The year 2020 is just about gone; a year defined by politics and a pandemic. It is a year that I expect few people will remember fondly.
At the outset of the year most eyes were fixed on the Democratic presidential primary, not to mention the impeachment and Senate trial of President Trump. Who remembers that now? It seems so long ago. But it wasn’t.
By March the year had morphed into one in which the focus became the Coronavirus, taking countermeasures, and a frantic search for a vaccine. Mercifully the drug companies were successful in finding several vaccines, and in record time.
But not before American life turned upside down. Governors began issuing orders, often unilaterally, requiring citizens to wear protective masks, restricting travel and closing all but essential businesses. Essential businesses included state liquor stores and lottery sales. In parts of the country, churches and religious services didn’t count as essential, at least until the courts stepped in.
The travel and hospitality businesses took a giant hit. Plenty of small businesses will never re-open. Big cities took a big hit. Manhattan is like a ghost town; some estimates put office space occupancy at around 12%. People who can work with a laptop and an internet connection are doing so from home. City real estate prices are plummeting; the suburbs are soaring as people look for more space and home offices.
We lost a dear friend in May when Ron Thau passed away after a long illness.
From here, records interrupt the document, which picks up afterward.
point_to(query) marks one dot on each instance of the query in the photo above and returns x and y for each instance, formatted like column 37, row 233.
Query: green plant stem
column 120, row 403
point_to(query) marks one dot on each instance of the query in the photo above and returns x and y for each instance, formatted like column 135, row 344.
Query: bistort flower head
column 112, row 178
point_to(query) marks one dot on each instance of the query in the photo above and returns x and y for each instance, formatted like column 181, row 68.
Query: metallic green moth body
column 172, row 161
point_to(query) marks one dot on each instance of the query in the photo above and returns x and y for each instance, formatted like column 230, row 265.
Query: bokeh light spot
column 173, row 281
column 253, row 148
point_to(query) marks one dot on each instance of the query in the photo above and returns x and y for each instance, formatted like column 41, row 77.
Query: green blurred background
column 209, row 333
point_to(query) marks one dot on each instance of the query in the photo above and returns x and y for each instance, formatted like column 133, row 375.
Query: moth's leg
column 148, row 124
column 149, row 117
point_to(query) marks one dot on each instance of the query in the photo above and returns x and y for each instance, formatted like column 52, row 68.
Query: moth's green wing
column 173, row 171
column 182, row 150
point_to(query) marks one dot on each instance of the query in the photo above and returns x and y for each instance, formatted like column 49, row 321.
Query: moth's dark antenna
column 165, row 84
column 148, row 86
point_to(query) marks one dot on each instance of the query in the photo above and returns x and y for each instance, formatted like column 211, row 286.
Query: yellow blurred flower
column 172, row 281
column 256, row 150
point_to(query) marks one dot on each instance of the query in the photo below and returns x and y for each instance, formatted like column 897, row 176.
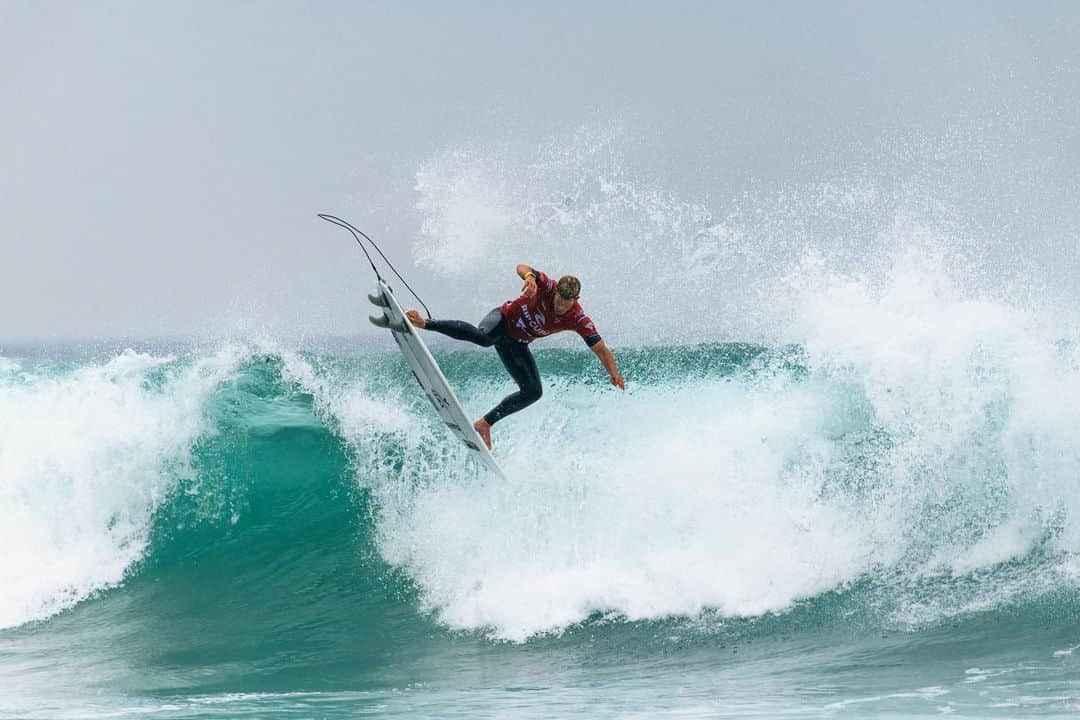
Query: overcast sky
column 163, row 163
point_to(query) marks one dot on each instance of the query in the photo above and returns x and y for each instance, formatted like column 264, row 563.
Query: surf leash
column 360, row 233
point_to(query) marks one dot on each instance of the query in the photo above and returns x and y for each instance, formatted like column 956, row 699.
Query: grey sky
column 163, row 162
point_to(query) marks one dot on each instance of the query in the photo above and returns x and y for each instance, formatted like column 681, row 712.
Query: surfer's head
column 569, row 288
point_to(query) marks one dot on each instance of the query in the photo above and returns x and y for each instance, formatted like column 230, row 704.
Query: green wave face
column 266, row 532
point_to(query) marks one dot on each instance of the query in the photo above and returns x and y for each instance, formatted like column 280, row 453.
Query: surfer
column 544, row 308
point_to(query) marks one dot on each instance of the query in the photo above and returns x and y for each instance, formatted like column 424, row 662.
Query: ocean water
column 844, row 479
column 865, row 524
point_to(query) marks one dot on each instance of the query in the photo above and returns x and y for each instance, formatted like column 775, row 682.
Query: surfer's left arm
column 608, row 360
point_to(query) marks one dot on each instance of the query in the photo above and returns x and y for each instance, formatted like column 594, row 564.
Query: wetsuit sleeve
column 588, row 331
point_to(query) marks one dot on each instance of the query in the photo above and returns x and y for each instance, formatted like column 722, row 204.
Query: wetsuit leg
column 523, row 368
column 490, row 328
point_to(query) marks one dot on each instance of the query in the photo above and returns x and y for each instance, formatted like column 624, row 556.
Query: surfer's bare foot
column 484, row 428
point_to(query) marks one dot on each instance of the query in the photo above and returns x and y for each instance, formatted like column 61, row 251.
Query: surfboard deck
column 429, row 375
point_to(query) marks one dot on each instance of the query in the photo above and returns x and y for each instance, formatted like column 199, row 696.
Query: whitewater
column 847, row 486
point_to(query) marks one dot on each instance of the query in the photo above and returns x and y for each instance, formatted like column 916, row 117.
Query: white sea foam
column 933, row 435
column 85, row 457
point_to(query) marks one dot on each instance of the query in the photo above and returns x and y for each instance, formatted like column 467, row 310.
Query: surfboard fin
column 385, row 323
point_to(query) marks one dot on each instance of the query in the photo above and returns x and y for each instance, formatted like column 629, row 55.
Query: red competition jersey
column 528, row 318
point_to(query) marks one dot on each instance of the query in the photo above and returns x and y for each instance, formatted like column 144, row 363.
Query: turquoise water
column 748, row 531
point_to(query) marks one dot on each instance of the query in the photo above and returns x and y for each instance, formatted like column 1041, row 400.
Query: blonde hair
column 569, row 287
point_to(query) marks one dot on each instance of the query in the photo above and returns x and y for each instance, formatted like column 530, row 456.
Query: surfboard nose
column 386, row 324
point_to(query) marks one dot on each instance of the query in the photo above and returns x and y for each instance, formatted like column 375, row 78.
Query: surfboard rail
column 429, row 375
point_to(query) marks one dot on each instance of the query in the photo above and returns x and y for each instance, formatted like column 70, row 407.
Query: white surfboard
column 429, row 375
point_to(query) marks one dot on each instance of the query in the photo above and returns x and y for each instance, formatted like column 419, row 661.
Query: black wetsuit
column 513, row 353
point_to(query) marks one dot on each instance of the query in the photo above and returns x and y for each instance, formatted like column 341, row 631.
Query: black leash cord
column 360, row 233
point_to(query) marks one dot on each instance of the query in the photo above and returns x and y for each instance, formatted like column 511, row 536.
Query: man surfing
column 544, row 308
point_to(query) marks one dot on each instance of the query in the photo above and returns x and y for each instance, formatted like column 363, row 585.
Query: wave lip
column 86, row 456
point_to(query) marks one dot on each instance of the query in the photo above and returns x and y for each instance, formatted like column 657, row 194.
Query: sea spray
column 86, row 454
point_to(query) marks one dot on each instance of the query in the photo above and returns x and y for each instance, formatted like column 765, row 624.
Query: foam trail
column 86, row 456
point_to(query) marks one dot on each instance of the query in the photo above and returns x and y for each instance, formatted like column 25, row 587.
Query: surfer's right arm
column 529, row 275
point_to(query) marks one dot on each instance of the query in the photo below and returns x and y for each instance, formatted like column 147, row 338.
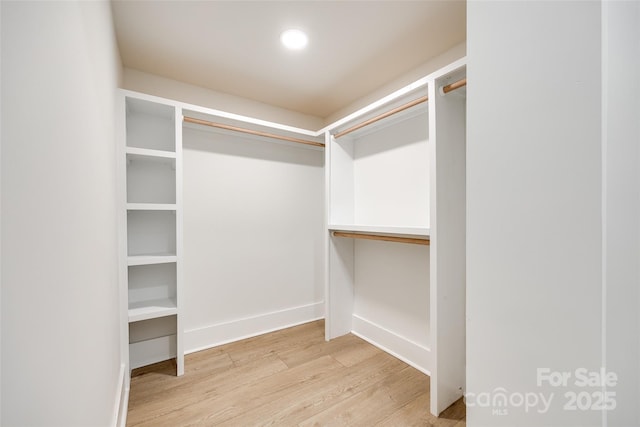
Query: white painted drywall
column 621, row 151
column 443, row 59
column 253, row 236
column 534, row 244
column 60, row 311
column 167, row 88
column 391, row 288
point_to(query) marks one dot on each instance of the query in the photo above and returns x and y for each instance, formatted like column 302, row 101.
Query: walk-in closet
column 360, row 223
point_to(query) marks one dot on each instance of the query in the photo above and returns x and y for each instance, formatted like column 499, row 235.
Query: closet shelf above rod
column 251, row 131
column 455, row 85
column 379, row 237
column 382, row 116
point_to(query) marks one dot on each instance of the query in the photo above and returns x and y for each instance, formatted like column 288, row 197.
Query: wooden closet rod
column 252, row 132
column 455, row 85
column 382, row 116
column 384, row 238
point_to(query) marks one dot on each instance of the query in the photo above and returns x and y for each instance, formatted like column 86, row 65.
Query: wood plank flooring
column 291, row 377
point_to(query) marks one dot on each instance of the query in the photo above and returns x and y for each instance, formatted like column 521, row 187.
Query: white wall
column 544, row 213
column 445, row 58
column 172, row 89
column 253, row 230
column 60, row 323
column 621, row 208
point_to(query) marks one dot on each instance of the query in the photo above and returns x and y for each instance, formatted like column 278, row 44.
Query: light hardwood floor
column 287, row 378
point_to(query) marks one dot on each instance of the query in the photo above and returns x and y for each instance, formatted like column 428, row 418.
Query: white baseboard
column 226, row 332
column 121, row 399
column 410, row 352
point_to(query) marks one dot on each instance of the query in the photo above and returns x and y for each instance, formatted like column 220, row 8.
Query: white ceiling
column 354, row 47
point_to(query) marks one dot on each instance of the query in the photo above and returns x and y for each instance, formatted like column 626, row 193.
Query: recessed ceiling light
column 294, row 39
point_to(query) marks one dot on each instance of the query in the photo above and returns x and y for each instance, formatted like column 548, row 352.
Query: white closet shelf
column 151, row 153
column 151, row 206
column 383, row 230
column 145, row 310
column 151, row 259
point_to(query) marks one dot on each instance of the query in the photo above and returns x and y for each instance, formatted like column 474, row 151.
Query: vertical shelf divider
column 152, row 221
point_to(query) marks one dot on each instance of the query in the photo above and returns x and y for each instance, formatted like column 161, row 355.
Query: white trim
column 121, row 401
column 397, row 94
column 220, row 113
column 410, row 352
column 604, row 139
column 246, row 119
column 235, row 330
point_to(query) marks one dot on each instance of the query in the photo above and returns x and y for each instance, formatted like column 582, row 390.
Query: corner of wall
column 152, row 84
column 456, row 52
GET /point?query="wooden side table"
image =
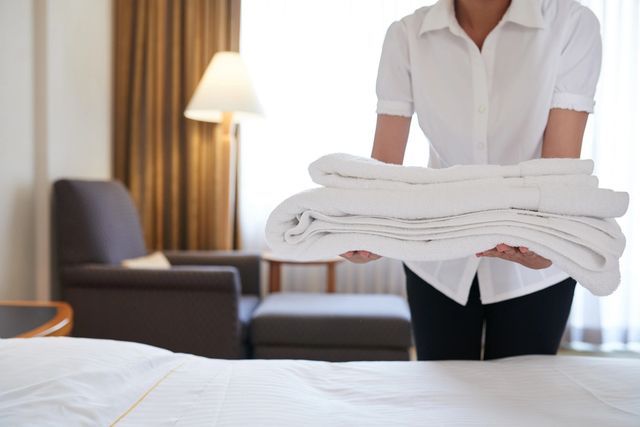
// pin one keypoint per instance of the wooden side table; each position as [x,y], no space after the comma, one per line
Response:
[275,267]
[26,319]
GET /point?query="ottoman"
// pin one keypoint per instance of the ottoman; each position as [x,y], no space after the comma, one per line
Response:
[331,327]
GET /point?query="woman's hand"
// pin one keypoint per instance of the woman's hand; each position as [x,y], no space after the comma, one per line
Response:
[519,254]
[360,257]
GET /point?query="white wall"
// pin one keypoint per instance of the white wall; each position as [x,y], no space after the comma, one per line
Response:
[55,121]
[16,149]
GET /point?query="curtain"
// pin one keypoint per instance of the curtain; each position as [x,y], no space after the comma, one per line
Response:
[611,140]
[175,168]
[317,89]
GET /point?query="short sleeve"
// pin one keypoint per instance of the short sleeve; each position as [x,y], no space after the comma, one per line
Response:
[580,62]
[393,84]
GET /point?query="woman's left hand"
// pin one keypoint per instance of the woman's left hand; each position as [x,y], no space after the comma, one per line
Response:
[519,254]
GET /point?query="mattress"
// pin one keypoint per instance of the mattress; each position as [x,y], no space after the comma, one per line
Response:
[75,382]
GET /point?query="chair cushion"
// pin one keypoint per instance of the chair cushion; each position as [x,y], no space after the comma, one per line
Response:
[154,261]
[95,222]
[351,320]
[246,308]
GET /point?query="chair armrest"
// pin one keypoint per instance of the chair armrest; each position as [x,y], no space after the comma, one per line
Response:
[247,263]
[191,310]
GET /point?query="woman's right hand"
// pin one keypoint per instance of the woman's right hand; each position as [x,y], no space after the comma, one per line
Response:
[360,257]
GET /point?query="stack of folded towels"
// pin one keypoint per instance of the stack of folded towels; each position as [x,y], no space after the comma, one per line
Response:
[552,206]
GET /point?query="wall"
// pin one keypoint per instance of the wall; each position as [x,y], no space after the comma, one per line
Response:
[16,149]
[55,121]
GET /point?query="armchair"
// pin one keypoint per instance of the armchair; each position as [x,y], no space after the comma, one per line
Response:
[202,304]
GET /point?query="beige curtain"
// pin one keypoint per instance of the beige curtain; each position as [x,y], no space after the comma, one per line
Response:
[179,172]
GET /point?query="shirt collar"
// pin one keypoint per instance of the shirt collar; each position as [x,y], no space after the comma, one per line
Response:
[527,13]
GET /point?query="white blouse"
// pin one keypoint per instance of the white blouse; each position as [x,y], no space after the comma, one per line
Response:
[489,106]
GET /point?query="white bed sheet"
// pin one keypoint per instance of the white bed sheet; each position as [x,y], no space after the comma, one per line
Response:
[72,381]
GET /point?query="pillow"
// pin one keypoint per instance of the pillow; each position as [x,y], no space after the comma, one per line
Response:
[156,260]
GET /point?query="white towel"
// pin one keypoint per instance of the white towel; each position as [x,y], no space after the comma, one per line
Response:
[348,171]
[570,224]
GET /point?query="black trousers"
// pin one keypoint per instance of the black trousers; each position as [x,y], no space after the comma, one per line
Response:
[444,329]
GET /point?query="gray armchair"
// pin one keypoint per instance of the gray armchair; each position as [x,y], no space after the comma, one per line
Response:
[202,305]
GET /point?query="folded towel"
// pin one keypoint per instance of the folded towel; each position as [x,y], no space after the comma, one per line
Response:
[438,214]
[348,171]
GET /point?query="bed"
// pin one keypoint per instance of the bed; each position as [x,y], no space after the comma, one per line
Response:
[74,381]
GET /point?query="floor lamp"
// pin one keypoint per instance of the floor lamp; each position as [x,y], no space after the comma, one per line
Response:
[225,95]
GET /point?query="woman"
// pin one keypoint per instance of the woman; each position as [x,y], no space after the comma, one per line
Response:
[491,82]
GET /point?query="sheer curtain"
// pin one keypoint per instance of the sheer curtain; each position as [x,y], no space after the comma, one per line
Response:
[314,64]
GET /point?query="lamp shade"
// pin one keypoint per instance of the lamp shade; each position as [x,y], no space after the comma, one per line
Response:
[224,87]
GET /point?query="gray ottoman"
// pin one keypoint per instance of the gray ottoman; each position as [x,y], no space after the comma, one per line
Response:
[331,327]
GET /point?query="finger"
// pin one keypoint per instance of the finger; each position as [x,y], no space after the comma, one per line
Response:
[501,247]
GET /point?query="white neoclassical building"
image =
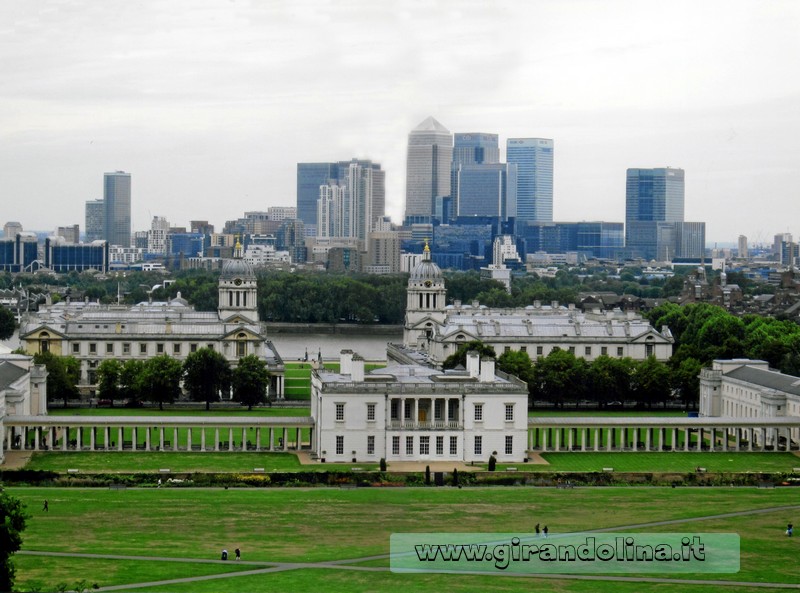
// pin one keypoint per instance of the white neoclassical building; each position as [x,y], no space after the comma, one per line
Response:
[92,332]
[749,389]
[437,328]
[414,412]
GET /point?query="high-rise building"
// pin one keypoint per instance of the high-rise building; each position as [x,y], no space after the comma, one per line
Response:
[654,210]
[533,158]
[428,169]
[117,199]
[95,220]
[309,177]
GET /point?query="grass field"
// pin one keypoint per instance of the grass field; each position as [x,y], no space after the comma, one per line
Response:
[188,528]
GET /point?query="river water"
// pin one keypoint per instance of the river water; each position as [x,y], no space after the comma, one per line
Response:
[294,346]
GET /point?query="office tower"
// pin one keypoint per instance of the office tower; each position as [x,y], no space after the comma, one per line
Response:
[95,220]
[654,204]
[742,251]
[309,177]
[428,169]
[117,199]
[475,148]
[533,158]
[71,233]
[11,230]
But there is some good news amongst all the doom and gloom.
Amid all the chaos and conflict, the November elections came and went, accompanied by long lines and mail-in ballots. There was a huge turnout; the largest in percentage terms since 1900 when William McKinley thrashed William Jennings Bryan. In that race McKinley won a second term in a rematch against Bryan. Unlike today, Bryan (the loser) accepted the result.
Vaccinations of front line medical personnel began in December. More slowly than hoped for, but the process is now underway.
Most important, two family members (our nephew Tom Benning and our niece Shannon McDonald) announced engagements at Christmas time.